That the large media group in Kerala, Malayala Manorama, was forced to withdraw copies of its 125-year-old literary magazine, Bhashaposhini, from newsstands and issue an apology over a couple of art works following outrage by community groups points to the precarious state of public expression in the state. Some Christian groups reportedly protested the use of a painting that drew inspiration from Da Vinci’s iconic Last Supper to illustrate a play that Bhashaposhini ran in its December issue. The play discussed the last days of Mata Hari, a dancer who was sentenced to death for spying during World War I, and the painting depicted her, bare-breasted, surrounded by nuns. Protestors reportedly felt the painting insulted the spirit of Christ’s last supper. Yet another group, a political newbie that claims to represent Hindu interests, found its cause in the cover visual, which was the photograph of a 11-year-old sculpture. Riyas Komu’s work in bronze was an unusual profile of Sree Narayana Guru, a major enlightenment figure. The political outfit, which draws support from the Ezhava community, felt the sculpture denigrated Guru, who, it claimed, is revered as god.
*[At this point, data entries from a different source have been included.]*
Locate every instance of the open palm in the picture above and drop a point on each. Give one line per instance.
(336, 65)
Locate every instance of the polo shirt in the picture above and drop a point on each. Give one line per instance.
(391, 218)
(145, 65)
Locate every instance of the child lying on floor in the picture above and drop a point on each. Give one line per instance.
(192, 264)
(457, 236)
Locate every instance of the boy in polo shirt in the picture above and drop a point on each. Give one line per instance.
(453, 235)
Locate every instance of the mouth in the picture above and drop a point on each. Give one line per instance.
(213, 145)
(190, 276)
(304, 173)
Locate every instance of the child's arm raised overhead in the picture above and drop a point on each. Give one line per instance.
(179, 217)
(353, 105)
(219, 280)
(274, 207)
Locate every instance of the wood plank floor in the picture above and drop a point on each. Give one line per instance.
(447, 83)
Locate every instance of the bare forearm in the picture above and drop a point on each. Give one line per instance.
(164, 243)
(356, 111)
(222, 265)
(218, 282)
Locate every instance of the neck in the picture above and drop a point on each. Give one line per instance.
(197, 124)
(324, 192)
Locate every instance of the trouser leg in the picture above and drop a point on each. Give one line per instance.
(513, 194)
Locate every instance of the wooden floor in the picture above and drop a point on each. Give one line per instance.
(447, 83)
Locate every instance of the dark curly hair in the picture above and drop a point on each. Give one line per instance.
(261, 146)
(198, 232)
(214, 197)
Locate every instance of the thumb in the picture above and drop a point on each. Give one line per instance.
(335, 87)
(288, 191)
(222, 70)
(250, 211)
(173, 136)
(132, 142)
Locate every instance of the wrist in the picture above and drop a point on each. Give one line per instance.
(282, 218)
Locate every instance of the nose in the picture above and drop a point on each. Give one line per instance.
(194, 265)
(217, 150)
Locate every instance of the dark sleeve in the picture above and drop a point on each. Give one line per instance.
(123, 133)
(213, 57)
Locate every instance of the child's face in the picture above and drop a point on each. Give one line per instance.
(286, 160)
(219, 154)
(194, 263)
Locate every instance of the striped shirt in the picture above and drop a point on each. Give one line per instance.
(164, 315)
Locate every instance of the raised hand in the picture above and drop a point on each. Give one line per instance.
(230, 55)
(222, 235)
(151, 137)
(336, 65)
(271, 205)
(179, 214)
The outrage is misplaced and based on a misunderstanding of what art is supposed to convey. It reveals the tendency of even marginal bodies to assume ownership over community beliefs, customs, and representations. Tom Vattakkuzhy, who did the Mata Hari painting, and Komu were interpreting iconic images in a personal language. Vattakuzhy’s painting could be deemed radical, and hence, as good art is meant to, subversive — he was referring to the episode where the dancer-courtesan, the night before her execution, tells her guardians in a nunnery that her last wish was to dance. If such art is deemed disrespectful, a large corpus of Renaissance art will need to be censored. Komu’s bronze bust reveals the Guru as a tortured soul, a saint who had experienced the caste discrimination that prevailed in his time. It is disturbing that the self-appointed custodians of religious and community, though incapable of grasping the nuances in artistic expressions, now insist for art works to be subjected to their approval.
The Bhashaposhini episode has precedents in Kerala. Sectarian groups have in the past used the threat of violence to force writers and publishers to submission. Their success has emboldened more people to invoke their numerical strength and the will to violence to harass artists. The onus is on political parties and the civil society to keep such “moralists” under check and retrieve the space for artists to work without fear and inhibition.